Many years ago I would get the groups on our overview map go yellow, and then clear as Solarwinds had problems polling the nodes.
I reported this to the network engineers, who dismissed this as a solarwinds polling issue, and I got steadily more frustrated.
It started happening more frequently, and sometimes bits of our network would now show RED as Solarwinds would flag odd devices as being 'down'
I reported this to the network engineers, who dismissed this as a solarwinds polling issue, and I got even more frustrated.
It got worse and worse until someone really looked at the problem and realized a network policy device that was thought to be capable of 40Gbps throughput was only capable of 20% of that in the function/mode we were using it in, and the campus network was teetering on the edge of a meltdown...
SOOOO.... my suggestion here is to carefully figure out the network path between NPM and the devices giving false positives to see if there is something common on the path that might be not performing quite as well as you hoped and is not reporting its imminent demise.

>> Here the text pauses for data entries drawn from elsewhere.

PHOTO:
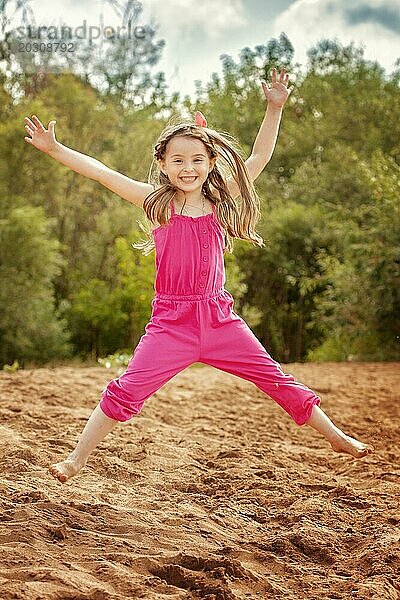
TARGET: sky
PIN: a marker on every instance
(198, 32)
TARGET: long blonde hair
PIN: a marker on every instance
(237, 220)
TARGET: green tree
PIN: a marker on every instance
(30, 329)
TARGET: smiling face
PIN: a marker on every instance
(186, 162)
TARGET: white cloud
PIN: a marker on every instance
(307, 21)
(183, 17)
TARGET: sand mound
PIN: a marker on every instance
(212, 492)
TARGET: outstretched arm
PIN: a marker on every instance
(44, 140)
(265, 141)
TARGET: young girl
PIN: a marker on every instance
(194, 217)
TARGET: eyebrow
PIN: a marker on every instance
(197, 154)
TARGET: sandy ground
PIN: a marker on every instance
(211, 492)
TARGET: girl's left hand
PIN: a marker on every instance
(279, 92)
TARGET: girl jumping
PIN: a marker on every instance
(194, 215)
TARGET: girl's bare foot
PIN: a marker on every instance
(66, 469)
(347, 444)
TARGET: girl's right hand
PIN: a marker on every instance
(43, 139)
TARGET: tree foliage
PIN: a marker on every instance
(325, 286)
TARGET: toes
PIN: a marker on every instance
(58, 474)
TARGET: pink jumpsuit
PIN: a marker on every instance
(193, 320)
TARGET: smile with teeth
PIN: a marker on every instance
(189, 179)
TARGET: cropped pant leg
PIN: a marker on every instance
(228, 344)
(166, 348)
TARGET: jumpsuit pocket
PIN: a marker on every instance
(224, 312)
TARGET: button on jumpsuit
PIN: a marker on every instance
(193, 320)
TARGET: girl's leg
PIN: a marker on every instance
(339, 441)
(96, 429)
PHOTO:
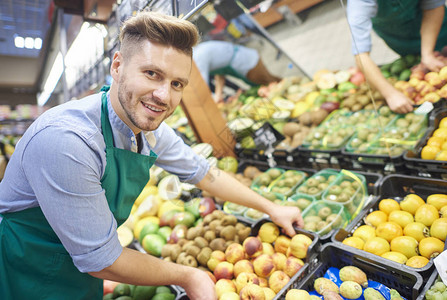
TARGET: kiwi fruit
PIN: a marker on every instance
(228, 233)
(218, 244)
(244, 233)
(209, 235)
(200, 242)
(187, 244)
(181, 258)
(175, 251)
(192, 233)
(228, 220)
(324, 212)
(204, 256)
(190, 261)
(214, 224)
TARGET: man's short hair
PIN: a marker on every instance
(158, 28)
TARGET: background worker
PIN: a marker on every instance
(219, 58)
(78, 169)
(407, 27)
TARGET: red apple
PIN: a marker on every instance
(263, 265)
(243, 266)
(278, 280)
(293, 265)
(224, 270)
(252, 246)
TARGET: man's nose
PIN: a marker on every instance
(163, 92)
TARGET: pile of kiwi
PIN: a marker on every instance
(216, 232)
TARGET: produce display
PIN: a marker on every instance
(122, 291)
(410, 232)
(436, 147)
(437, 291)
(348, 282)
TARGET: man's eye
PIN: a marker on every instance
(151, 73)
(177, 84)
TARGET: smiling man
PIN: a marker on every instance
(78, 169)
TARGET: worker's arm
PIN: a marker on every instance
(397, 101)
(222, 185)
(431, 25)
(138, 268)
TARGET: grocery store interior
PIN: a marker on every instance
(371, 183)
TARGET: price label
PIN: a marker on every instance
(266, 137)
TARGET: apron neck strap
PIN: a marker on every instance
(105, 123)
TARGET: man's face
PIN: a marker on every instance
(150, 85)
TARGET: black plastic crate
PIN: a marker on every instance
(396, 187)
(407, 283)
(321, 159)
(426, 167)
(428, 285)
(376, 163)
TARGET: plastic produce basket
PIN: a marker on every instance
(307, 261)
(396, 187)
(355, 199)
(342, 219)
(407, 283)
(426, 167)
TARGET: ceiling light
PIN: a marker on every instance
(29, 43)
(19, 42)
(37, 43)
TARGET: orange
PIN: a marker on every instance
(429, 152)
(355, 242)
(406, 245)
(443, 123)
(417, 262)
(442, 155)
(389, 230)
(403, 218)
(365, 232)
(441, 132)
(417, 230)
(388, 205)
(375, 218)
(435, 141)
(377, 246)
(411, 203)
(395, 256)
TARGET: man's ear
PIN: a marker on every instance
(116, 66)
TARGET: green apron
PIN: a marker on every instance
(398, 23)
(34, 263)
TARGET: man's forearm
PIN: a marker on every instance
(138, 268)
(222, 185)
(373, 74)
(431, 25)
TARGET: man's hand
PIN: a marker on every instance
(200, 286)
(399, 103)
(432, 62)
(286, 217)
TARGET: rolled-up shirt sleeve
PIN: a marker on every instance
(431, 4)
(64, 171)
(178, 158)
(359, 13)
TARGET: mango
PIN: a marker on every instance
(372, 294)
(350, 290)
(351, 273)
(322, 285)
(331, 295)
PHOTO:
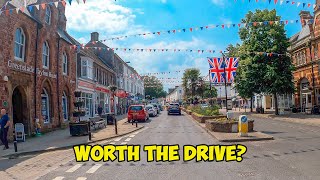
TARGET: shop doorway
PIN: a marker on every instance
(19, 108)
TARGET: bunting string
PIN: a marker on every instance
(207, 27)
(150, 50)
(292, 3)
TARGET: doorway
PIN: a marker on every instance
(19, 108)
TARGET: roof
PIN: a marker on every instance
(305, 32)
(64, 35)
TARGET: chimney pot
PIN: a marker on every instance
(94, 36)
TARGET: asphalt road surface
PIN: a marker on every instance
(294, 154)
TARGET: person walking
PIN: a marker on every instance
(5, 124)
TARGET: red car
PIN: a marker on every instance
(137, 112)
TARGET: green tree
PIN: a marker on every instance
(259, 73)
(153, 87)
(189, 81)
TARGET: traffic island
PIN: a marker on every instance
(228, 130)
(202, 119)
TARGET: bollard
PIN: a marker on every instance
(115, 125)
(15, 144)
(89, 131)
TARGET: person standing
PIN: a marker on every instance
(5, 124)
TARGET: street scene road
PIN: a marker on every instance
(292, 155)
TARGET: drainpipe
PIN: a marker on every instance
(35, 76)
(58, 87)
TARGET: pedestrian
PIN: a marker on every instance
(5, 124)
(100, 110)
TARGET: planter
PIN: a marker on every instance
(79, 129)
(202, 119)
(79, 113)
(225, 126)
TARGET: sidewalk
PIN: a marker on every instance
(300, 118)
(61, 139)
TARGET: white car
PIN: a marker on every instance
(151, 110)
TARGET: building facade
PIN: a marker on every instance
(304, 50)
(37, 67)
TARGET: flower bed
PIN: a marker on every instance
(202, 119)
(224, 125)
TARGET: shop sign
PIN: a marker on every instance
(30, 69)
(86, 85)
(102, 89)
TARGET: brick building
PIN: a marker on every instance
(37, 67)
(307, 73)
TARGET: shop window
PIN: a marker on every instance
(86, 69)
(45, 55)
(65, 106)
(48, 15)
(19, 45)
(45, 107)
(65, 64)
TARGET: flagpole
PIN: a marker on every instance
(225, 80)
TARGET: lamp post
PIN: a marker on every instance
(113, 88)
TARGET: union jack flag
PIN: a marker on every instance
(217, 69)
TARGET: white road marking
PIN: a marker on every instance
(58, 178)
(81, 178)
(118, 139)
(94, 168)
(74, 168)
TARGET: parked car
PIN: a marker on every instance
(156, 107)
(174, 109)
(137, 112)
(151, 111)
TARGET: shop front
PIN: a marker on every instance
(103, 99)
(87, 97)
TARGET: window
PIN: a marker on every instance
(45, 108)
(48, 15)
(19, 44)
(65, 64)
(65, 106)
(86, 68)
(45, 55)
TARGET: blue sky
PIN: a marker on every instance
(126, 17)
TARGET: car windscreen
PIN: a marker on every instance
(136, 108)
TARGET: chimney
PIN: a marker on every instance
(94, 36)
(305, 16)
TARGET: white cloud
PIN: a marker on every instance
(218, 2)
(101, 16)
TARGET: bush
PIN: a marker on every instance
(209, 111)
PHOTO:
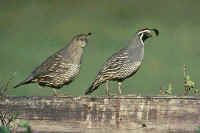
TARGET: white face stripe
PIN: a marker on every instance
(142, 34)
(148, 31)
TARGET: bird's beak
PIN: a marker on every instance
(155, 31)
(89, 34)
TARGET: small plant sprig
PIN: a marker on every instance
(9, 123)
(167, 91)
(188, 83)
(5, 86)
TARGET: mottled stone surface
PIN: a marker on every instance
(124, 114)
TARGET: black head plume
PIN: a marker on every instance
(156, 31)
(89, 34)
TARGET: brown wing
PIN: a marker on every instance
(112, 67)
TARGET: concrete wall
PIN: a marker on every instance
(127, 114)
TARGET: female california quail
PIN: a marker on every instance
(62, 67)
(124, 63)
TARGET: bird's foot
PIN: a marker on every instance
(57, 94)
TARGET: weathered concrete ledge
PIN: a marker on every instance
(126, 114)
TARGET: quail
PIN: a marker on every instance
(62, 67)
(123, 64)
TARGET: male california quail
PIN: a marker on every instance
(124, 63)
(62, 67)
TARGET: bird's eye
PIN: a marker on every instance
(82, 39)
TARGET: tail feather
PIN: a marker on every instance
(26, 81)
(91, 89)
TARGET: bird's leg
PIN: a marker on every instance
(54, 92)
(107, 88)
(119, 88)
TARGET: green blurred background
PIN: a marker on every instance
(32, 30)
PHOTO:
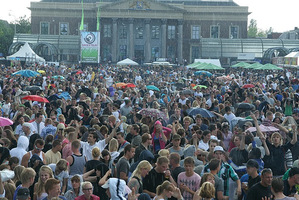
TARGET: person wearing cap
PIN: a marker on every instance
(262, 189)
(27, 130)
(23, 194)
(176, 148)
(87, 189)
(291, 182)
(226, 172)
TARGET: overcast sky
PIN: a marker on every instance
(280, 15)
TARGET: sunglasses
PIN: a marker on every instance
(40, 149)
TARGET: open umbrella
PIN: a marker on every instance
(26, 73)
(131, 85)
(204, 73)
(202, 111)
(58, 77)
(5, 122)
(119, 85)
(200, 86)
(36, 98)
(248, 86)
(151, 112)
(152, 87)
(41, 72)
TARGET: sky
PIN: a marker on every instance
(280, 15)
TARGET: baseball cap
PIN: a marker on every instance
(218, 148)
(106, 185)
(252, 163)
(23, 193)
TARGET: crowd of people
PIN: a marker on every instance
(111, 132)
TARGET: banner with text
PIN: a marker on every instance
(90, 47)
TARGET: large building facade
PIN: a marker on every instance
(142, 30)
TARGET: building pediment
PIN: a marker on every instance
(141, 5)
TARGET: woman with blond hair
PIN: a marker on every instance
(167, 190)
(207, 191)
(138, 174)
(39, 188)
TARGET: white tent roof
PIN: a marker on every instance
(127, 61)
(292, 55)
(212, 61)
(27, 54)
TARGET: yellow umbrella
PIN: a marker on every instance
(41, 72)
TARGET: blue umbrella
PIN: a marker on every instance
(202, 111)
(152, 87)
(204, 73)
(26, 73)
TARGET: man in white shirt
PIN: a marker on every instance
(92, 142)
(38, 124)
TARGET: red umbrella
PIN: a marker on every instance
(36, 98)
(248, 86)
(5, 121)
(130, 85)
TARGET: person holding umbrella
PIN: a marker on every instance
(160, 136)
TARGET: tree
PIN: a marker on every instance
(6, 36)
(23, 25)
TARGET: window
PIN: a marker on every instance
(107, 53)
(214, 31)
(123, 32)
(44, 28)
(194, 52)
(64, 28)
(171, 53)
(139, 32)
(155, 53)
(155, 32)
(171, 32)
(107, 30)
(195, 32)
(234, 32)
(123, 51)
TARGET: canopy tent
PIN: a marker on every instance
(126, 62)
(209, 61)
(25, 53)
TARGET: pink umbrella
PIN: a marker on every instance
(5, 121)
(264, 129)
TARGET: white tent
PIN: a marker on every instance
(25, 53)
(127, 61)
(212, 61)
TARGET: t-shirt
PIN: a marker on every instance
(191, 182)
(87, 148)
(122, 165)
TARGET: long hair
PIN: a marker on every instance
(143, 164)
(166, 185)
(40, 185)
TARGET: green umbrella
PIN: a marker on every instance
(200, 86)
(269, 67)
(240, 64)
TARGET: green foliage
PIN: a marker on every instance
(6, 36)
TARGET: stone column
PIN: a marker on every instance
(131, 38)
(180, 41)
(163, 38)
(147, 40)
(114, 40)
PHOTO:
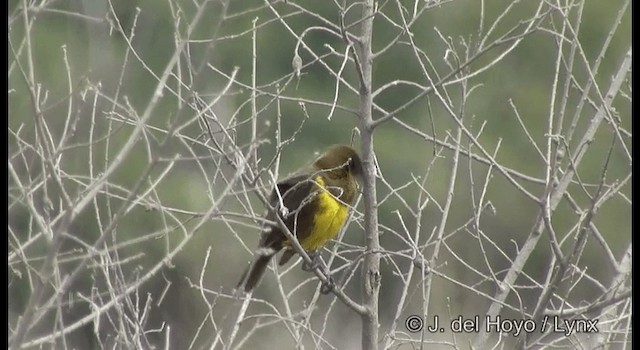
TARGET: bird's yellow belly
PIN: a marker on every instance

[also: what is your VM resources, and where is the database located in case it really is the VM server]
Database is on its own VM
Orion VM Ware resources:
20 Gb RAM
200 Gb storage/hard drive
Orion SQL VM Ware resources:
6 Gb RAM
600 Gb storage/hard drive
I am in charge of everything ... so I don't have to contend with Network naysayers or Server naysayers .. it is on me!!! Do you think crossing the VLAN's might be the issue. Kind of jives with the Time Skew issue I see. I have all networking equipment being managed / polled via a management vlan. The Data Center and "servers" are on a different VLAN.
I do appreciate your feedback! Every push helps!
It should not be -- I've thousands (4954) of VLANS I monitor equipment across. I would look at the router that connects your vlans first to see if it is having problems.
My database server is physical -- I'll leave discussion of that to someone who might have more input on that.
So ... Data Center to Core Switch - 10 G back-plane- error free- tight config (really proud of the Network - Solar Winds tells me so) ..... so back to the SQL server... looking at the stats I sent you .. would you add additional resources to the SQL server? I noticed right away when I brought up the Orion Application Server (Physical to Virtual) that I had to throw more resources at it. Now it performs so much better than it did on a physical box. Whaduthink? I am definitely not a SQL or database person, but do have their support when I ask! I don't see the situation surface often ... I HATE FALSE POSITIVES! I know I can make it better! Really proud of the Solar Winds Deployment - my site is ROCKING! ... cept for a slight SW glitch every now and then!! I don't see this issue building up like a runaway roller coaster like you described above.
Thanks again for your input!